Kermit est à Téhéran en juillet 1953, sous le pseudonyme de James Lockridge. Mais Kermit n'est pas un excellent espion. En plus de sa tête de vendeur d'aspirateur, quand il joue au tennis avec d'autres coordonnateurs de la CIA ou certains expatriés, à la villa où il loge, quand il rate des coups faciles, il s'exclame de rage "Oh !Goddamned! Roosevelt !". Quand on lui demande pourquoi, il ment qu'il est si passionné Républicain, que quand il s'insurge, c'est le nom du Démocrate Franklin D., qu'il a en sainte horreur, qu'il crache. Comme les États-Unis feront pratiquement toujours, encore de nos jours, cette opération "conjointe" sera en fait complètement coordonnée par les Étatsuniens au départ. On prend le contrôle de tout. Le but est de faire monter la révolte contre Mossadegh en faisant croire qu'il est favorable au Communisme. Mais surtout de déloger le Premier Ministre légalement. En fait les É-U croient vraiment que le communisme est en jeu, les Britanniques ont inventé ceci afin de les convaincre de joindre l'opération. Mais rien n'est alors plus faux. Ce qui est toutefois tout à fait vrai c'est que depuis la tentative d'assassinat du Shah, plusieurs politiciens ont été assassinés avec succès et que la tension est permanente dans les rues et les parlements. La situation sociale est très hostile et volatile. Ce qu'on veut mettre en place c'est plus d'huile sur un feu qui brûlait déjà. On veut faire signer au Shah, avant son exil, un décret qui forcerait Mossadegh à démissionner au profit du général Fazlollah Zahedi. Un loyaliste qui avait aidé le Shah à réunifier l'Iran des décennies avant. Mais le Shah est très mou sur l'idée. Sa soeur jumelle avec de l'argent des États-Unis tente de le convaincre. Un diplomate des É-U, le général Schwarzkopf, père d'un autre général Schwarzkopf, lié à la Guerre du Golfe des années plus tard celui-là, échoue aussi à le convaincre, Des agents du MI6 offrent des cadeaux, sans succès, un des influents frères Rashidian tente de le convaincre, sans succès aussi. Kermit est forcé d'éventer son identité et de se rendre à lui, tout lui dévoiler.Un agent de la CIA qui dévoile ses cartes est une action majeure. Et pour cette raison, rien n'est connu sur ce qui l'a convaincu. Tout est toujours caviardé après toutes ses années. Mais on peut comprendre que le Shah, a des assurances de sécurité et des gains financiers de la part des États-Unis, et sera "The USA guy" dans le Moyen-Orient en retour, pour les années à venir.

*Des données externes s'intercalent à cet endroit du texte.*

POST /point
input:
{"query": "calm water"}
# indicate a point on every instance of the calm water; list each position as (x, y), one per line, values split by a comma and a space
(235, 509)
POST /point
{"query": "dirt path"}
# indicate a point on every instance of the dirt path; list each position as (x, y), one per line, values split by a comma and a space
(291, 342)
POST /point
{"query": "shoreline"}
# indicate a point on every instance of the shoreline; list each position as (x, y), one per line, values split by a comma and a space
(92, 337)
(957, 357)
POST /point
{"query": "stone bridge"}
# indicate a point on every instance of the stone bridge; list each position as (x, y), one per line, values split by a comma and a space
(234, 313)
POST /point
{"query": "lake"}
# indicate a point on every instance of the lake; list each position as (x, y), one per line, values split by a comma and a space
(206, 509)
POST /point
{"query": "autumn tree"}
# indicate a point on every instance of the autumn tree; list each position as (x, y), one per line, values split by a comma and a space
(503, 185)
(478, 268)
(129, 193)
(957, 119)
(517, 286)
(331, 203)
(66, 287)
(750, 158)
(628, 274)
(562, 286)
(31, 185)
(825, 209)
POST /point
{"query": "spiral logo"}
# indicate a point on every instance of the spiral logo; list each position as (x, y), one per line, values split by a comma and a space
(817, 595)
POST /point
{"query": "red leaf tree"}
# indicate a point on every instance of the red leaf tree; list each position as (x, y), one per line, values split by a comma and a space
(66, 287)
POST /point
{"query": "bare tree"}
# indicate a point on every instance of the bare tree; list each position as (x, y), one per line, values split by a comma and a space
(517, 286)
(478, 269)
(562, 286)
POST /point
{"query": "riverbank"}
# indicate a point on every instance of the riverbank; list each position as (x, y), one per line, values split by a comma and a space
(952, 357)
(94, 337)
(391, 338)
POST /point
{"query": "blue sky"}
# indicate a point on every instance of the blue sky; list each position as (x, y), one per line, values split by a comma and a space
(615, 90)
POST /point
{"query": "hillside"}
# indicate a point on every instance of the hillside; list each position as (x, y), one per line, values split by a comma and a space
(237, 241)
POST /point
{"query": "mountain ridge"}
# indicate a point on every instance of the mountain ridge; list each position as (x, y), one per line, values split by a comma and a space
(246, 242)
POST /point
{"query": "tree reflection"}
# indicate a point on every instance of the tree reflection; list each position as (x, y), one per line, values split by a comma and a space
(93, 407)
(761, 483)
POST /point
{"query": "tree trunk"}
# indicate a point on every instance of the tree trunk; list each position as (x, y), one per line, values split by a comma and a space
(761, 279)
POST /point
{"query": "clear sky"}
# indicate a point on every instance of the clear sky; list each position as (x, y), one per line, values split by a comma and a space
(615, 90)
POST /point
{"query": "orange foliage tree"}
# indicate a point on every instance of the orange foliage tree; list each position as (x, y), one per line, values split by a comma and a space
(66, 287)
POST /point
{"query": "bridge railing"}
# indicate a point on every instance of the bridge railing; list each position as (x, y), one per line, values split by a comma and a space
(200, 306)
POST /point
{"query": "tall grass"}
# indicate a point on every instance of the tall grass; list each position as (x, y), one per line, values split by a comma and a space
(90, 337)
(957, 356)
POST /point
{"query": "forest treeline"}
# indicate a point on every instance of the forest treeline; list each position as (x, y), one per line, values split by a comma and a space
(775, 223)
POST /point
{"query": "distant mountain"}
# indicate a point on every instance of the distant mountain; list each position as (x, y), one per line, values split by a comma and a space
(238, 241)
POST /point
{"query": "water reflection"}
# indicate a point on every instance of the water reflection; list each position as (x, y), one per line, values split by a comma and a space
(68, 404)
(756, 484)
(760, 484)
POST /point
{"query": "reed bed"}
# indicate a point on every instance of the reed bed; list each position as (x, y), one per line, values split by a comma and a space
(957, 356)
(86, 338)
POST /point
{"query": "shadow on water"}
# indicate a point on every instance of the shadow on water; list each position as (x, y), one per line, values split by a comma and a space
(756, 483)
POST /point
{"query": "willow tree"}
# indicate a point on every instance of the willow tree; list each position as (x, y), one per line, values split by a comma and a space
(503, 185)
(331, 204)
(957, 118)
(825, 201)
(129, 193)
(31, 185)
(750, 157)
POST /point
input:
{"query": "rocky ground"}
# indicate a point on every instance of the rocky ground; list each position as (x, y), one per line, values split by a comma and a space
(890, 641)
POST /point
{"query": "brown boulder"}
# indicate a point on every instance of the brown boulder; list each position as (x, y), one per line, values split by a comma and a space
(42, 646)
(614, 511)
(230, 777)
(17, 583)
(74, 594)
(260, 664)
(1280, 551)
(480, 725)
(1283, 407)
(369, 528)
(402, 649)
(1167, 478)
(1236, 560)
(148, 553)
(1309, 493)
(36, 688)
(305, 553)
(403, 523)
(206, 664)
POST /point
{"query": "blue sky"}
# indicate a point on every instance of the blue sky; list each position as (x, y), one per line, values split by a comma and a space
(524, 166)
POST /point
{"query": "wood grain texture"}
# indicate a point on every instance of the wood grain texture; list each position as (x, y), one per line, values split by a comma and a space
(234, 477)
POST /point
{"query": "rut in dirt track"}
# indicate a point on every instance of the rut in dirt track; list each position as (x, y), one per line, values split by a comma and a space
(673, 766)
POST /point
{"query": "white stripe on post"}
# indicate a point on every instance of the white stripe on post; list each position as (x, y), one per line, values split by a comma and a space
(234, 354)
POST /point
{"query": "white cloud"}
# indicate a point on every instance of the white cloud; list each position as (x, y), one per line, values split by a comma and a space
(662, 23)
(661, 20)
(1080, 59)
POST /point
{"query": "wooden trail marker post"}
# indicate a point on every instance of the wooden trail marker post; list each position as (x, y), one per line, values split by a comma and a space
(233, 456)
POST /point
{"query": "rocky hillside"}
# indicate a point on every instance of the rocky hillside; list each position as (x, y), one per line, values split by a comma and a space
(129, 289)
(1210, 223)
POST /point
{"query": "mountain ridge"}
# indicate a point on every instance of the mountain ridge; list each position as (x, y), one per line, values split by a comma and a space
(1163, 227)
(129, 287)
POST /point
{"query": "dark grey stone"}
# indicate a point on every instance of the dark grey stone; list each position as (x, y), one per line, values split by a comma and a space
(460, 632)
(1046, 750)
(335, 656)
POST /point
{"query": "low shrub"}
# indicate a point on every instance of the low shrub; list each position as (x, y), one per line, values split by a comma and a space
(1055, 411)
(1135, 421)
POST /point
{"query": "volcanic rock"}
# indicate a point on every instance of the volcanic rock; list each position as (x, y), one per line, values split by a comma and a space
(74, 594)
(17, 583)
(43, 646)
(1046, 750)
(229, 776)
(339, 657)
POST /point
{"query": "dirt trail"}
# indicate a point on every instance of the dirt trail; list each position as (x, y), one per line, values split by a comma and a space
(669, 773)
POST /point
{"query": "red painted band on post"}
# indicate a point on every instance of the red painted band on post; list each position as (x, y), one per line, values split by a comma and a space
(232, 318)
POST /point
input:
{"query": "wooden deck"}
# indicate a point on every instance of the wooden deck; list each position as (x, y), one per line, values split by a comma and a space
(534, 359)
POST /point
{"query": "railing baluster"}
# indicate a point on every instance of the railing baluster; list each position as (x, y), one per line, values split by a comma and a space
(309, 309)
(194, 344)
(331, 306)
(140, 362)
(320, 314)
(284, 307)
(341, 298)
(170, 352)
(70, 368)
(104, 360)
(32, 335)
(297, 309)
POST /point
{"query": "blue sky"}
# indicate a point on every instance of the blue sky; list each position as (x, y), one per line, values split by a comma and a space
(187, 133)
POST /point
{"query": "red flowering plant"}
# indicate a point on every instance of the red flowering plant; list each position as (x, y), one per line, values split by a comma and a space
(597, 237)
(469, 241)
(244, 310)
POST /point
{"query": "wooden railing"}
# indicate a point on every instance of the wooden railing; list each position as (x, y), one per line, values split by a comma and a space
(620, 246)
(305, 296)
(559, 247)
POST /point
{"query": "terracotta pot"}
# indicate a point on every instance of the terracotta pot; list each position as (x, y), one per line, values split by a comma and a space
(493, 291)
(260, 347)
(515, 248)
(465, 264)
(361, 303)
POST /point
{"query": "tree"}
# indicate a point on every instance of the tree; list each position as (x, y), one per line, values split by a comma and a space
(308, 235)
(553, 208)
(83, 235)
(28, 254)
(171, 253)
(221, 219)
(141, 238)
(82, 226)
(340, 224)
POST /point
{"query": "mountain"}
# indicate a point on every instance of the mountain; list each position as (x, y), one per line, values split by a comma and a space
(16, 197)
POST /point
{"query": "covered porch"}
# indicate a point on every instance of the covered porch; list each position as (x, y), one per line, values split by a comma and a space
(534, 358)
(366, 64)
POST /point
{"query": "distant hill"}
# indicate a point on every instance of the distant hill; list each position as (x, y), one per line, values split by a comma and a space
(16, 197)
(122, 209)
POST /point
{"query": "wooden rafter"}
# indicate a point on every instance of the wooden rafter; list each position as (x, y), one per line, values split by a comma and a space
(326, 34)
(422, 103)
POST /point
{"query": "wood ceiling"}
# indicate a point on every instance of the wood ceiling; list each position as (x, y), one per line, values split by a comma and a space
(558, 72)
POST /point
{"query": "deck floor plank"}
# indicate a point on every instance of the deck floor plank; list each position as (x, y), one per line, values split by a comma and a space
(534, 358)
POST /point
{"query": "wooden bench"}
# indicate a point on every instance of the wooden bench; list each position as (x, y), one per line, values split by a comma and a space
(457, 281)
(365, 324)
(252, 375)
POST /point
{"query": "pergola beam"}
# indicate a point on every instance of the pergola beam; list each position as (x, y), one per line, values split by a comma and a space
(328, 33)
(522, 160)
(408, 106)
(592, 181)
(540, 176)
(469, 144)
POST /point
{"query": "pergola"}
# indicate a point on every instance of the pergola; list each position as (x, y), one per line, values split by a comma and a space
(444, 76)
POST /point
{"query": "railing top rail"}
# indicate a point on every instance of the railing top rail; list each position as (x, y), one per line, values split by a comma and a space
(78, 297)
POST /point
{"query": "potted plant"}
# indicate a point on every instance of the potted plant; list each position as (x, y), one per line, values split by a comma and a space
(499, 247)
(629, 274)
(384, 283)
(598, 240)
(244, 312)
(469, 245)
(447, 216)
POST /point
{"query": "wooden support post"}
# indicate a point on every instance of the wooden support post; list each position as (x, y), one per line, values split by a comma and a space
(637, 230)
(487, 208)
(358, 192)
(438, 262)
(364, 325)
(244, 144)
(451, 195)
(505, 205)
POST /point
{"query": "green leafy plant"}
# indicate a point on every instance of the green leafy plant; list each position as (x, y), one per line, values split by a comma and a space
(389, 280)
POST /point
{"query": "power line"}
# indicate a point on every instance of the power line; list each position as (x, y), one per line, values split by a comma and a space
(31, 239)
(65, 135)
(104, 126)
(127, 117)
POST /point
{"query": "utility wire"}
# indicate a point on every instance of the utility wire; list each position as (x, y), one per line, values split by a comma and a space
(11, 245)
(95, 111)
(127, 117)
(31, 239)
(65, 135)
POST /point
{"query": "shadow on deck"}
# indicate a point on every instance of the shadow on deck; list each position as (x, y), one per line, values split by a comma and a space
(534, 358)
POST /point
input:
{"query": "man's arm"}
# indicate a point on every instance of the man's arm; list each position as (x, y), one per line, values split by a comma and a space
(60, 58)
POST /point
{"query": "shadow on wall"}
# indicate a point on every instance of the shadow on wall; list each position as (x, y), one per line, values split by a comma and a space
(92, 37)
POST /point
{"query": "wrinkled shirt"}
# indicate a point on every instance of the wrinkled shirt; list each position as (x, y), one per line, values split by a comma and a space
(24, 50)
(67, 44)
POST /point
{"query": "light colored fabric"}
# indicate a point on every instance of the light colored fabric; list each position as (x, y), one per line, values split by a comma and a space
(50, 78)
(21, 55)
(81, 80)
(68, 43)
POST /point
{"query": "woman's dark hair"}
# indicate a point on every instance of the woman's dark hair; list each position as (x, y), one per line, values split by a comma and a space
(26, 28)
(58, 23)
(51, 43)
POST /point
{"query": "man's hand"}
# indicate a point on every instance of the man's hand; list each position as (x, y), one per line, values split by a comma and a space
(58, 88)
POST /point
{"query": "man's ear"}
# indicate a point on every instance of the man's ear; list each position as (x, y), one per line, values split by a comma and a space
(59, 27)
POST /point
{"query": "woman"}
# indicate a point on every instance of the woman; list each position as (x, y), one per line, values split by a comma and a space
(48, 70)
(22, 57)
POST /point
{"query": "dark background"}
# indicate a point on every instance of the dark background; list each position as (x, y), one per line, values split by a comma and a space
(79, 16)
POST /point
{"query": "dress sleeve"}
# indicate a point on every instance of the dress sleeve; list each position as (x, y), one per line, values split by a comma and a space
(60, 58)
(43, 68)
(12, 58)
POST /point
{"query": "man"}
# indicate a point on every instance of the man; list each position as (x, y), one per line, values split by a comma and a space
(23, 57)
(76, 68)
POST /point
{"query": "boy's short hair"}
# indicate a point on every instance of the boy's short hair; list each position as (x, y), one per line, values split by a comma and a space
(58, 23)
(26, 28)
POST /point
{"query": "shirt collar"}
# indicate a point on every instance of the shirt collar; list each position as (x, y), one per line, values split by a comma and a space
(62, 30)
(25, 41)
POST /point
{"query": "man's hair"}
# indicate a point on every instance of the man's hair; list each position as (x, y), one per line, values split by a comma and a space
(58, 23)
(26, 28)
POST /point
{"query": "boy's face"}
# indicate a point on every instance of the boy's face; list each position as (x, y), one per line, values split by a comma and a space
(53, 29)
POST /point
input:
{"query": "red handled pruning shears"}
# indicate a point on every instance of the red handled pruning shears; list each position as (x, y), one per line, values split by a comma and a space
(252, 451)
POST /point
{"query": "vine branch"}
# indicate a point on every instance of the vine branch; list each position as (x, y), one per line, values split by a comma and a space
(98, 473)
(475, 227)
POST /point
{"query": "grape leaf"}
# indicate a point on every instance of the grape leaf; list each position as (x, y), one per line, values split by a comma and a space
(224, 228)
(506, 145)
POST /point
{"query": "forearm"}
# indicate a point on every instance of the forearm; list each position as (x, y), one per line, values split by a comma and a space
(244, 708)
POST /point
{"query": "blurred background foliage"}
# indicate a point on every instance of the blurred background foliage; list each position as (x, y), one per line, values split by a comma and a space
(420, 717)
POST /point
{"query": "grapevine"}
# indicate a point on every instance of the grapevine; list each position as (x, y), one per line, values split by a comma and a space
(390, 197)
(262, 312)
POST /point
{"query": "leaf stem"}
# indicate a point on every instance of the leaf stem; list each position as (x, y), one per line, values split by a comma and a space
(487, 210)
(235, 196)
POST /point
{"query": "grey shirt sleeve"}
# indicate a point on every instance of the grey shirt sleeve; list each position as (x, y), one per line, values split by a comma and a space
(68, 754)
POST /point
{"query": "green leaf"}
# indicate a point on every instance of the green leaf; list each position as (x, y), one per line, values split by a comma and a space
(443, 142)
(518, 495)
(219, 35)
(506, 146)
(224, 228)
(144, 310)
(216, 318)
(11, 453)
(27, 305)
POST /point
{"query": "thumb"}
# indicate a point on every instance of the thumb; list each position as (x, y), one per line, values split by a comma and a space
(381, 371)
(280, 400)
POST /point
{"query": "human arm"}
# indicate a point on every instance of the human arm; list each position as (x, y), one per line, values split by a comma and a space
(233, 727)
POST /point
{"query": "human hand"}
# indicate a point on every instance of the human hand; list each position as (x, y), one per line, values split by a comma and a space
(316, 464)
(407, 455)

Le code pour dire que la mission a réussi sera d'écouter la BBC à minuit tous les soirs, et d'entendre "it is now (pause) exactly midnight" au lieu du traditionnel "It is now, midnight".
Comme tout doit se passer légalement par décret, on est fier, on ne s'est pas trop sali les mains. Mais le courrier livrant le décret est en retard, un jeudi soir, et le week-end, en Iran, tout est fermé. les week-ends débutent les jeudi soirs. On prend donc une cuite de plus de trois jours, chantant "Luck be a lady tonight". Dans les rues, on a engagé des gens pour créer de l'hostilité anti Mossadegh. Mais il est mis au courant, par un représentant...communiste. Qui le veulent maintenant de leur côté. Le premier coup tenté échoue. Pendant que le Shah est en exil et que Kermit et sa gang prennent une cuite.Entendant à la radio Mossadegh dire qu'il a déjoué une tentative de renversement orchestrée par le Shah et des intérêts étrangers, on dégrise vite.
Avec les communistes qui ont tendu la main à Mossadegh, MI6 et les États-Unis sont en train de créer ce qu'ils avaient inventés/craints.
Ça sent l'échec, mais on ne baissera pas les bras.